Function calculating in BigFloat/Float64

Hi all

What would be the Julian approach to writing a function that, depending on an Integer parameter (the precision) would calculate using either Float64 or BigFloat and return the result in Float64 or BigFloat accordingly? The function uses some numerical constants (like one, two). Should these be defined in an if-block?

Hence I want a function that looks like this:

function foo(x, y; prec::Int)
 #function does something with x, y and constants like one, pi, etc. 

  return result #type of result depends on prec
end

If prec is not specified, the function should run in Float64, if it is specified it should run in that precision. The variables x, y can be of Float64 or BigFloat type (and I guess some promotion/demotion could be required)

Thanks for your insights
Gert

In general, you don’t have to do anything. It should just work according to promotion rules.

For example, if you have a function like…

julia> foo(x, y) = x + y
foo (generic function with 1 method)

julia> typeof(foo(1.0, 2.0))
Float64

julia> typeof(foo(1.0, big"2.0"))
BigFloat

There really isn’t a need to specify the precision that the function should run in but just let that be determined by the types of your input arguments.

Now, there is a small caveat when it comes to constants or anything hard coded within the function. Irrational constants like pi should also work to some degree depending on how they are used.

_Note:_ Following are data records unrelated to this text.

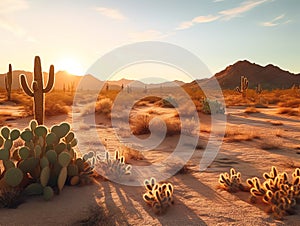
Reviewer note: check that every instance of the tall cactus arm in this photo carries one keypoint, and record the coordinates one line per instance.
(25, 86)
(238, 89)
(50, 80)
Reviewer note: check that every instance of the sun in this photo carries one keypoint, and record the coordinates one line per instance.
(70, 65)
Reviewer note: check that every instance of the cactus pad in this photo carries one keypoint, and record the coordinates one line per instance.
(64, 159)
(62, 177)
(13, 177)
(48, 193)
(34, 189)
(45, 175)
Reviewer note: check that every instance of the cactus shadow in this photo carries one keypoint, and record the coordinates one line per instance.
(133, 206)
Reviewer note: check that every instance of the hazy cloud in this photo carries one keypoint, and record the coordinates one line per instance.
(148, 35)
(7, 9)
(237, 11)
(111, 13)
(197, 20)
(224, 14)
(276, 21)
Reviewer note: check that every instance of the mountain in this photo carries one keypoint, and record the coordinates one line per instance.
(269, 76)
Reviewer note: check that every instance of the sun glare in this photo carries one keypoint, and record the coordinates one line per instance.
(70, 65)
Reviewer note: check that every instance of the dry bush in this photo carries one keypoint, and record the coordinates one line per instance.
(104, 106)
(88, 109)
(251, 110)
(288, 111)
(140, 124)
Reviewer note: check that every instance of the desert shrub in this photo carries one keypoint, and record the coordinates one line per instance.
(212, 107)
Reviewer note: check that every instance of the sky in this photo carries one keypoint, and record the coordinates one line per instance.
(73, 35)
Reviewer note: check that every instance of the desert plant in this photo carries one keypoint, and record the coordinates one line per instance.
(158, 196)
(38, 92)
(243, 86)
(231, 182)
(258, 89)
(8, 81)
(212, 107)
(111, 167)
(10, 197)
(44, 162)
(277, 191)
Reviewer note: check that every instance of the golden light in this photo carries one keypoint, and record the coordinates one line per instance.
(70, 65)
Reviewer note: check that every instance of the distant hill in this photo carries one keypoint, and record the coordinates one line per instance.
(270, 76)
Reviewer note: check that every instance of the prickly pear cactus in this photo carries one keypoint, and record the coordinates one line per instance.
(45, 161)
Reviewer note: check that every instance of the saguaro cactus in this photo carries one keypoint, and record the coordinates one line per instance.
(243, 87)
(38, 92)
(8, 81)
(258, 89)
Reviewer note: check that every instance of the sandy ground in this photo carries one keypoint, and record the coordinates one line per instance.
(198, 200)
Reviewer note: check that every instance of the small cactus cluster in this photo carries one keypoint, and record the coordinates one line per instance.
(111, 167)
(231, 182)
(212, 107)
(10, 197)
(158, 196)
(243, 86)
(277, 191)
(45, 161)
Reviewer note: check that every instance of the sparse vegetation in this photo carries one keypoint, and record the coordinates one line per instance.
(158, 196)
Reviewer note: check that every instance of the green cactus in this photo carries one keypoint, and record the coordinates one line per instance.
(243, 87)
(258, 89)
(45, 158)
(34, 189)
(8, 82)
(38, 91)
(13, 177)
(48, 193)
(45, 175)
(62, 177)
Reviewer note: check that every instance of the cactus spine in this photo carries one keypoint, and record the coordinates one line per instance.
(38, 92)
(8, 82)
(243, 87)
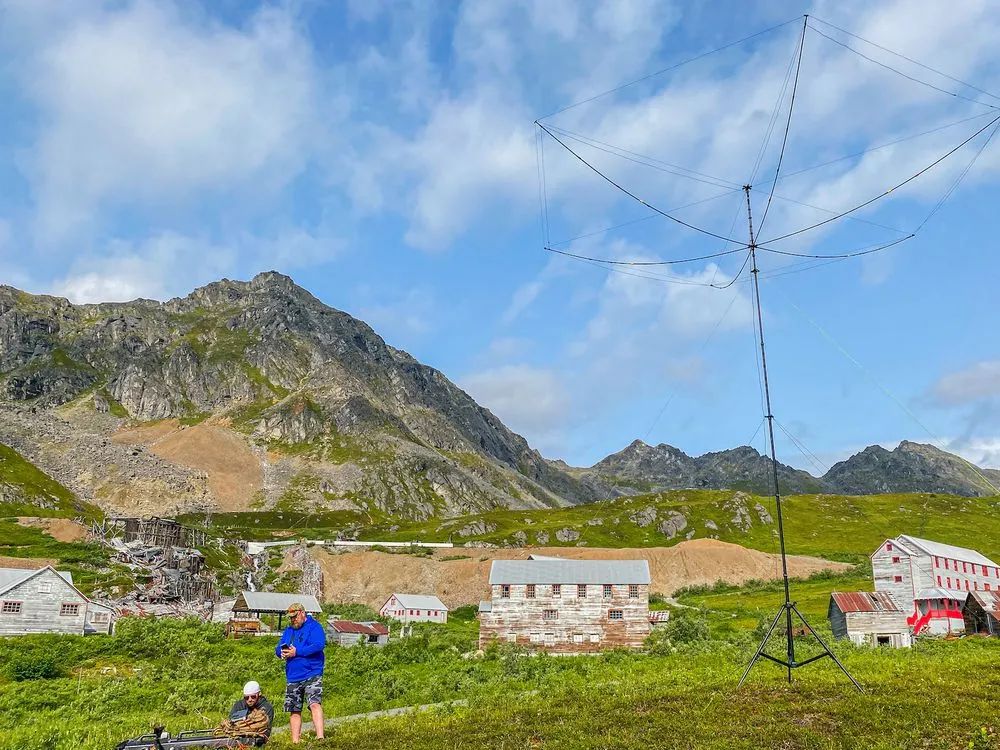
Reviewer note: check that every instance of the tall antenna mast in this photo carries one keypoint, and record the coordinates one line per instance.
(788, 607)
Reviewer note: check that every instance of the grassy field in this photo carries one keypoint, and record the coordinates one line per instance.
(832, 526)
(73, 693)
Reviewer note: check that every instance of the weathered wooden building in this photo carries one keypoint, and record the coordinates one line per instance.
(46, 601)
(982, 612)
(869, 619)
(250, 605)
(931, 580)
(409, 608)
(567, 606)
(348, 633)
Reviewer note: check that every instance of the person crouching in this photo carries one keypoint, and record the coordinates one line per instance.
(251, 717)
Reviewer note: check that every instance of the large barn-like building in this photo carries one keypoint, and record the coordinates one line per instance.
(46, 601)
(932, 580)
(567, 606)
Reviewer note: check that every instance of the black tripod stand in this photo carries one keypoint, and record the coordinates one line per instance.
(788, 607)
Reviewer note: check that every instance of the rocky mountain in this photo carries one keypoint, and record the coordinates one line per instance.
(642, 467)
(911, 467)
(251, 395)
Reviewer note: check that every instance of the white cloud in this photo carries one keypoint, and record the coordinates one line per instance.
(146, 105)
(169, 264)
(530, 400)
(980, 381)
(402, 318)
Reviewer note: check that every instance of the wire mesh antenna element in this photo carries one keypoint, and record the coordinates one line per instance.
(788, 607)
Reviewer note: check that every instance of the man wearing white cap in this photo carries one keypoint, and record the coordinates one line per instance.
(250, 717)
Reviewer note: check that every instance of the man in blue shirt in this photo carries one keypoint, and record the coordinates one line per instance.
(301, 646)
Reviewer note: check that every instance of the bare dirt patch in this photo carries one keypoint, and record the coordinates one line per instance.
(60, 529)
(369, 577)
(234, 470)
(26, 563)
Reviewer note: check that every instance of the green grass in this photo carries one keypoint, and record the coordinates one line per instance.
(29, 491)
(99, 690)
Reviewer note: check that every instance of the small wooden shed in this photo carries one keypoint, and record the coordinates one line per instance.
(250, 605)
(409, 608)
(982, 612)
(348, 633)
(869, 618)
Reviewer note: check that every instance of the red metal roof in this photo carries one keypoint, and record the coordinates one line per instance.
(362, 628)
(865, 601)
(990, 601)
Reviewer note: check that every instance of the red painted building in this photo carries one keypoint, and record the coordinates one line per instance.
(932, 580)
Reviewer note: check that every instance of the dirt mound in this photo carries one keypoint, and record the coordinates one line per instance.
(234, 470)
(26, 563)
(369, 577)
(60, 529)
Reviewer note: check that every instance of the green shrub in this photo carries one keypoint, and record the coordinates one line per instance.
(34, 666)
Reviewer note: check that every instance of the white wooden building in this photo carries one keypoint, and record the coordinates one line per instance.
(348, 633)
(567, 606)
(869, 619)
(46, 601)
(409, 608)
(931, 580)
(982, 613)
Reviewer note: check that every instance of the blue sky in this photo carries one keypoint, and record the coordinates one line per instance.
(384, 155)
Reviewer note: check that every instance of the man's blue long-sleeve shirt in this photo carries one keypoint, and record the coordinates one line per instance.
(309, 642)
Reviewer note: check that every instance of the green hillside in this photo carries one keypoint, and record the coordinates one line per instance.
(832, 526)
(26, 490)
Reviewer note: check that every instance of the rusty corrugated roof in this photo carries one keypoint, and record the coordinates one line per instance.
(363, 628)
(989, 600)
(865, 601)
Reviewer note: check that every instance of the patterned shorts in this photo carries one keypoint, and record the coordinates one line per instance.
(305, 692)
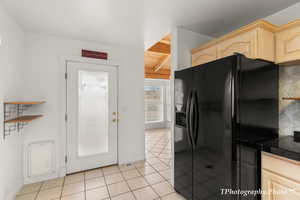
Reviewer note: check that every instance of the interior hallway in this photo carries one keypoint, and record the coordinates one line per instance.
(144, 180)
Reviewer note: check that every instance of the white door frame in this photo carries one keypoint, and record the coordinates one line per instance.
(62, 144)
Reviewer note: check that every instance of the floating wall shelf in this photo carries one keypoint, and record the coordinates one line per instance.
(14, 120)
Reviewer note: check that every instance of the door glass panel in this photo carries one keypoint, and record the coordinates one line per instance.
(153, 103)
(92, 112)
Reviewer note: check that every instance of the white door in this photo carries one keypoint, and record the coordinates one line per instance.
(91, 116)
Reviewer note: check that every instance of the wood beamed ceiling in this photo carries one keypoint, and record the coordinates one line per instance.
(158, 59)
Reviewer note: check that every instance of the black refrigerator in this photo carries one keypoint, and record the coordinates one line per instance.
(223, 110)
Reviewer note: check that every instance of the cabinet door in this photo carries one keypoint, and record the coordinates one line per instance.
(277, 187)
(288, 45)
(204, 56)
(245, 44)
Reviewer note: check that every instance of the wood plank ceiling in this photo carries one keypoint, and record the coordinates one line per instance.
(158, 59)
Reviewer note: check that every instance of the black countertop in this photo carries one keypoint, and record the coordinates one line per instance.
(283, 146)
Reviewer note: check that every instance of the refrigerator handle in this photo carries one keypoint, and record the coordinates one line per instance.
(195, 118)
(187, 114)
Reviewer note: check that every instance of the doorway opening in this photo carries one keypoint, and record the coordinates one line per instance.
(157, 95)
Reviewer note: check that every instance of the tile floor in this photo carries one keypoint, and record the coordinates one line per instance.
(144, 180)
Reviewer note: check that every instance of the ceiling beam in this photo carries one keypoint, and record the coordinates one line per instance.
(161, 48)
(149, 70)
(162, 63)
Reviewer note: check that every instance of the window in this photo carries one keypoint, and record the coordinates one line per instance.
(154, 109)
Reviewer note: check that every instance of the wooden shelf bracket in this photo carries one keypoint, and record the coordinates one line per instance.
(14, 120)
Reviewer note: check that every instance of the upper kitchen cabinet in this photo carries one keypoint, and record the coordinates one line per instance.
(256, 40)
(288, 43)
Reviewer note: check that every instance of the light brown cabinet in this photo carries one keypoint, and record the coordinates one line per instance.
(255, 40)
(245, 43)
(288, 43)
(280, 178)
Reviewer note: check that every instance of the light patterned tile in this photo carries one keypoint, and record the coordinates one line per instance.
(137, 183)
(30, 196)
(93, 174)
(160, 166)
(97, 194)
(110, 170)
(173, 196)
(163, 188)
(77, 196)
(114, 178)
(146, 193)
(146, 170)
(126, 167)
(118, 188)
(131, 174)
(73, 188)
(154, 178)
(166, 174)
(126, 196)
(53, 183)
(94, 183)
(140, 164)
(74, 178)
(30, 188)
(49, 194)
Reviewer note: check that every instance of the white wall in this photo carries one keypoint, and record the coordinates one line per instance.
(183, 41)
(44, 81)
(286, 15)
(11, 87)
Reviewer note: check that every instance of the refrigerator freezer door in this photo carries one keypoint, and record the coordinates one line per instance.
(214, 169)
(183, 148)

julia> foo(x, y) = x*pi + y
foo (generic function with 1 method)

If you use pi like this because it is an irrational constant it will do the multiplication with x in the precision of x so there really isn’t something you need to do.

But if you do anything like…

julia> foo(x, y) = sqrt(pi/2)*x + y
foo (generic function with 1 method)

You should be careful because now the sqrt(pi/2) will always be done in Float64 precision and rounded before multiplying with x. So if you do any operations that could round your intermediate results your final answer won’t be in the full precision. To avoid this, it is probably best to have some type parameter that depends on your input arguments and make sure every constant is promoted to that type… so something like

julia> function foo(x,y)
           T = promote_type(typeof(x),  typeof(y))
           return sqrt(T(pi)/2) * x + y
       end
foo (generic function with 1 method)

Will be generic enough to work in any precision.

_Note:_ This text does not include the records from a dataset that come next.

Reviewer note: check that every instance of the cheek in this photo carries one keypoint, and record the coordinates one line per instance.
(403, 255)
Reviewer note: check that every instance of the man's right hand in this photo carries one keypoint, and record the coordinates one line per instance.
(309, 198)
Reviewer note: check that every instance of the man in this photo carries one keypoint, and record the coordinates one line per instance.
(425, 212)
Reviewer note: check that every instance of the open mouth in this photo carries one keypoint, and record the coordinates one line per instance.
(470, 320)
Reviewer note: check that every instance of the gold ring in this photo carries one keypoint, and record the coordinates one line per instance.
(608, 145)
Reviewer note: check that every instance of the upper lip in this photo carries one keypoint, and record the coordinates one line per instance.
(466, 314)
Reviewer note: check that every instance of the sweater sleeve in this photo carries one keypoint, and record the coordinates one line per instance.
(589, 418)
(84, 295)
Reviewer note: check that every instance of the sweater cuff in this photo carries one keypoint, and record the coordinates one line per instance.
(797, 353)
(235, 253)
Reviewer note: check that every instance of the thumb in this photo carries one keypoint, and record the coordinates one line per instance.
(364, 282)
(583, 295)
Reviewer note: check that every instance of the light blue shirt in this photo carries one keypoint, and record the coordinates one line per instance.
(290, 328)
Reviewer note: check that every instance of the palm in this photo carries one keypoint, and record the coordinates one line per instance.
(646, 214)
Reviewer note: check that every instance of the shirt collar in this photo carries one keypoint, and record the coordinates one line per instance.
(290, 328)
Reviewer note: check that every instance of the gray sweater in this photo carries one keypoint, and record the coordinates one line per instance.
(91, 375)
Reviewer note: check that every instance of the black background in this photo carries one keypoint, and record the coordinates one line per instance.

julia> typeof(foo(1.2f0, 1.3f0))
Float32

julia> typeof(foo(1.2f0, 1.3))
Float64

julia> typeof(foo(1.2, 1.3))
Float64

julia> typeof(foo(1.2, big"1.3"))
BigFloat

julia> typeof(foo(Float16(1.2), Float16(1.3)))
Float16
2 Likes

The most Julian way to do this, I think, is to remove the prec::Int argument and compute using the (promotion) type of x,y. You might not even have to specialize the code in any way, e.g.

function foo(x,y)
   2x+3y
end

will work equally well on Int64s, Float64s, BigFloats, Rationals, etc. If foo needs to do something like a series approximation, you can set the number of terms for a given precision in terms of eps(promote_type(x,y))

julia> x = 3.0; y = BigFloat(2.0);

julia> promote_type(typeof(x), typeof(y))
BigFloat

julia> eps(promote_type(typeof(x), typeof(y)))
1.727233711018888925077270372560079914223200072887256277004740694033718360632485e-77

I should have been more specific, my apologies.

I don’t want to eliminate the prec parameter, I want to give the user the option to run the function in Float64 (absence of prec) or with BigFloat (prec given). I don’t want to revert by default to BigFloat since, correct me if I’m wrong, BigFloat with 53 bits specified does not default to Float64 (i.e. math operations are not run as double precision math operations but suffer from some BigFloat overhead).

So more specifically:

function foo(x, y; prec::Int)
 #function does something with x, y and constants like one, pi, etc. 
 
 # if prec is set, there should be a
 setprecision(prec)

  return result #type of result depends on prec
end

where x and y can be Float64 or BigFloat but not necessarily both the same type.

What I want to achieve is a function that calculates a certain outcome either in Float64s or in BigFloats (depending on the value of prec). So some examples:

a) x is Float64, y is Float64, prec is absent → : function runs using Float64 for all variables and math operations
b) x is Float64, y is Float64, prec is 128 → : function promotes x and y to BigFloats, and all math operations in the function are done using BigFloats with precision of 128 bits
c) x is Float64, y is BigFloat with precision 128, prec is 96 → function does all math operations using BigFloats with precision 96 bits (I assume y gets demoted on the fly, or at least the math operations where y is used are done using 96 bits and results are stored as BigFloats in 96 bits
etc etc

My goal is to keep the code as clean as possible and hence I want to avoid a bunch of if-then’s…

The easy way to get this is to define the function without prec generically, and then if the user runs foo(x::Float64, y::Float64) it will be in Float64, and if the user runs foo(x::BigFloat, y::BigFloat) it will be in BigFloat precision. If the user wants to change the precision, they can call setprecision(prec) before calling foo

2 Likes